AFP: Agence France-Presse deputy bureau chief in Tehran Jay Deshmukh was expelled on Friday by the Iranian authorities who gave no explanation for their decision.
TEHRAN, March 11, 2011 (AFP) – Agence France-Presse deputy bureau chief in Tehran Jay Deshmukh was expelled on Friday by the Iranian authorities who gave no explanation for their decision.
Deshmukh, a 40-year-old Indian national who had been in the country since January 2009, was stripped of his press card along with 10 other correspondents on February 15, a day after a major Tehran protest.
The demonstration was the most significant one in the Iranian capital in a year and was covered by AFP and most of the international media.
“Jay is a highly professional and experienced journalist. His expulsion is incomprehensible and unacceptable,” said AFP global news director Philippe Massonnet.
Deshmukh joined AFP in 2001 in Mumbai and worked at the agency’s Baghdad office from 2005 until 2008.
Foreign and Iranian media have been the target of severe repression in Iran since the contested re-election of conservative President Mahmoud Ahmadinejad in June 2009.
The pro-reform opposition has charged that the vote was rigged and, for several months, Iran was gripped by a wave of popular protests unseen since the 1979 Islamic revolution, prompting one of the worst political crises to face the Iranian regime in its history.
Thousands of protesters have been arrested since 2009 and hundreds of anti-government opponents have been put on trial and convicted, some of them receiving heavy sentences.
Iranian journalists also paid a heavy price. More than 40 are currently in jail according to a toll issued in December 2010 by the New York-based International Committee for the Protection of Journalists.
The foreign media has also been targeted and dozens of reporters were either expelled from Iran since 2009, their press cards revoked or entry visas to the country denied.
Coverage by foreign correspondents is largely restricted, and they are banned from reporting at the scene on protests by the opposition and assigned minders to report on official rallies.
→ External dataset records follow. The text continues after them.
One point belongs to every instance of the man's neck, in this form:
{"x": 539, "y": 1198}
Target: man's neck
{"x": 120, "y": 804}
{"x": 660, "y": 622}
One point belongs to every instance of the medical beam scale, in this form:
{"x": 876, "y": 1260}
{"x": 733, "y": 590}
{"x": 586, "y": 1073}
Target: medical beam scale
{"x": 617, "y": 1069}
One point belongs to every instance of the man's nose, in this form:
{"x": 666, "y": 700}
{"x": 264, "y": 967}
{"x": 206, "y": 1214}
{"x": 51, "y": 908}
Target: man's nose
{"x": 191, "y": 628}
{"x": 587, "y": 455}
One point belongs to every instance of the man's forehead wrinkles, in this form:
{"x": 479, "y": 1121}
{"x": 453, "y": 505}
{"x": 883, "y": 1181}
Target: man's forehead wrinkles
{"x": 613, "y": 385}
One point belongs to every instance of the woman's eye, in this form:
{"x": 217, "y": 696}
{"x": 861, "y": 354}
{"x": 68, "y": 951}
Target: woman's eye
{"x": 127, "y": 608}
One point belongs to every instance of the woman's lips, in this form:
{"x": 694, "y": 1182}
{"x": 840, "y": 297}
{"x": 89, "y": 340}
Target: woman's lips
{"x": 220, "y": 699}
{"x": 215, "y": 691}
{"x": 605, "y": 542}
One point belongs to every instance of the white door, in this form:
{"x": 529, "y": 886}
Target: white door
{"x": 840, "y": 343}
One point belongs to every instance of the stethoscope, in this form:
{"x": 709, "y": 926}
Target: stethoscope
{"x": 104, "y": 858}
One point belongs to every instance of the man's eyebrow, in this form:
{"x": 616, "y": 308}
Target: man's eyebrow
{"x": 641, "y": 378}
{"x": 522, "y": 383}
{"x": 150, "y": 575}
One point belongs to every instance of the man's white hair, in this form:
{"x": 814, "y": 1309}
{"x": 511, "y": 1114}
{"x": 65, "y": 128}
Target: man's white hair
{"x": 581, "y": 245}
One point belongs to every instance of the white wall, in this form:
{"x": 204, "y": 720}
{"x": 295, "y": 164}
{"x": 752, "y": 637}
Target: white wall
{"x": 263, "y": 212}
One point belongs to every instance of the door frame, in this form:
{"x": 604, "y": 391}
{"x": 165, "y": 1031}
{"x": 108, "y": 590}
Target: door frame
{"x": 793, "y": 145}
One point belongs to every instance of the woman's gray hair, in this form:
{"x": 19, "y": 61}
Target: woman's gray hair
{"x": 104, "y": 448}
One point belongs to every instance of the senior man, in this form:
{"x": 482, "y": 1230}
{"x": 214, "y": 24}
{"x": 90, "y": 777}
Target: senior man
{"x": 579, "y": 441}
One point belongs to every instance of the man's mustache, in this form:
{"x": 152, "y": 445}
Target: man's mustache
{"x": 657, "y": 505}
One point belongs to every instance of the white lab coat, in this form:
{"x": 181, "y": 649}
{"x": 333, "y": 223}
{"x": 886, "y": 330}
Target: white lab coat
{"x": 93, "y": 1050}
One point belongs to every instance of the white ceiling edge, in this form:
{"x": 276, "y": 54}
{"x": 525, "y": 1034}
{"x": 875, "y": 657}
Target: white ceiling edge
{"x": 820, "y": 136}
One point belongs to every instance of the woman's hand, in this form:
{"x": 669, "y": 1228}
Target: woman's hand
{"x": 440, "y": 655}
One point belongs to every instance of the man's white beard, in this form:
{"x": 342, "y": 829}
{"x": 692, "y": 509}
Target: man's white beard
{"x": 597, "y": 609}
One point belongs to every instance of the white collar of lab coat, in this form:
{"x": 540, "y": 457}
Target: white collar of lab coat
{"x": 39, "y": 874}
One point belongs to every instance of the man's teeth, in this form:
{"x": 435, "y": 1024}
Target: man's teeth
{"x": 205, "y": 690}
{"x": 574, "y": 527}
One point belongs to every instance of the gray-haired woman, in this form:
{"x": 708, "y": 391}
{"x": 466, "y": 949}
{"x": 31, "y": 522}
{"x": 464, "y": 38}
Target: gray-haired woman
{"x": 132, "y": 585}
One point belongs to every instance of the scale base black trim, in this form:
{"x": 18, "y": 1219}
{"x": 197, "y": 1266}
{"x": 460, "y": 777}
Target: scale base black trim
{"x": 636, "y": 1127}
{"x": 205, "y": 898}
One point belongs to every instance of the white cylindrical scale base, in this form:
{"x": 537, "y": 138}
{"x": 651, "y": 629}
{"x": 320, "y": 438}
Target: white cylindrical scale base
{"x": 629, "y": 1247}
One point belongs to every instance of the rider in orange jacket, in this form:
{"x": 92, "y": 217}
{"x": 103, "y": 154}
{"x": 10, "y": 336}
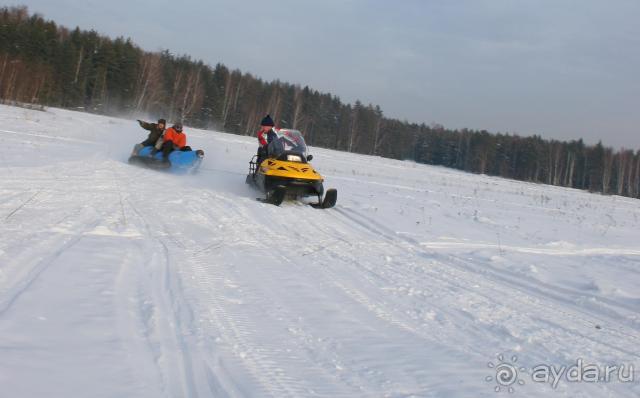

The foreign media also must get official permits to interview Iranian officials and cover stories on the ground. They are almost always excluded from covering news conference, except for those given by Ahmadinejad or the foreign ministry.
Most western television and radio networks, such as the BBC and Voice of America, which provide a key source of information for many Iranians, are systematically jammed in the capital Tehran and in most big cities.
The Iranian authorities also block many of the Internet websites based abroad, particularly of the opposition and of Western media.
The Western media is daily denounced by Iranian leaders who accuse it of taking part in a “plot” against the Islamic republic which they say is hatched by the United States, Israel, Britain and European countries.